Proteger de forma efectiva os 30% da nossa área marinha é o principal desafio
Proteger o oceano de forma efectiva é inquestionavelmente urgente, mas também constitui um enorme desafio. Foi, por isso, com muito agrado que ouvimos o primeiro-ministro António Costa a reforçar o compromisso político de classificar 30% da nossa área marinha até 2030, em linha com as novas metas que estão a ser discutidas internacionalmente no âmbito da Convenção para a Diversidade Biológica. Este compromisso, reiterado publicamente a 27 de Junho durante a Conferência dos Oceanos das Nações Unidas, e que o Estado Português já tinha subscrito na Estratégia Europeia para a Biodiversidade 2030 e incorporado na sua Estratégia Nacional para o Mar, é sem dúvida determinante para se atingir a designada meta global 30x30 (ou seja, proteger 30% do oceano até 2030).
Mas não chega apenas classificar como protegidas 30% das áreas marinhas nacionais no papel: os benefícios ecológicos e socioeconómicos das áreas marinhas protegidas (AMP) apenas serão conseguidos se as áreas classificadas forem seleccionadas de forma criteriosa; se forem implementadas e cumpridas medidas de gestão que visem a protecção e recuperação da biodiversidade e dos seus habitats; e se for promovido o equilíbrio com as actividades humanas quer nas AMP quer nas áreas adjacentes.
Neste sentido, e pela primeira vez na história, a meta 30x30 vem acompanhada pelo objectivo de delimitar pelo menos 10% desses 30% de área marinha com elevada protecção, ou seja, pelo menos 10% de área protegida terá de estar sujeita a fortes medidas restritivas ou mesmo ausência de actividades extractivas ou idealmente sem usos humanos (por exemplo, reserva no-take ou integral).
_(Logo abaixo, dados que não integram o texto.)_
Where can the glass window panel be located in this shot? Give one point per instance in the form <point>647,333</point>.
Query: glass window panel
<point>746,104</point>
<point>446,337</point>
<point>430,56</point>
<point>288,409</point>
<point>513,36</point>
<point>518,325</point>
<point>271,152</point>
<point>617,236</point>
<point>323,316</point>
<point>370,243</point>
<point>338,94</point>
Os benefícios das AMP dependem de diversos factores, sendo estes, por norma, mais significativos nas AMP de maiores dimensões, implementadas há mais tempo, com medidas de protecção mais fortes e com elevado grau de cumprimento da regulamentação existente. O verdadeiro envolvimento das comunidades locais, desde a fase de planeamento e em todas as fases de implementação, é também um factor determinante para o sucesso de uma AMP. Mas mais ainda: a adequada selecção das áreas mais importantes para a biodiversidade – como por exemplo zonas de alimentação, refúgio, berçário e reprodução, bem como áreas importantes para espécies raras, sensíveis ou ameaçadas e áreas com elevados níveis de biodiversidade (hotspots) – contribui enormemente para o sucesso destas políticas.
As áreas marinhas protegidas devem ser ecologicamente representativas da diversidade de espécies e habitats existentes no mar nacional. Esta representatividade é a chave para o sucesso destas AMP como ferramentas de conservação e deve ser conseguida não só ao nível da percentagem global de área marinha a proteger (os 30%), mas também ao nível da sua protecção estrita (os 10%), significando que todos os habitats e espécies com interesse para a conservação devem estar representados e sob medidas de elevada protecção.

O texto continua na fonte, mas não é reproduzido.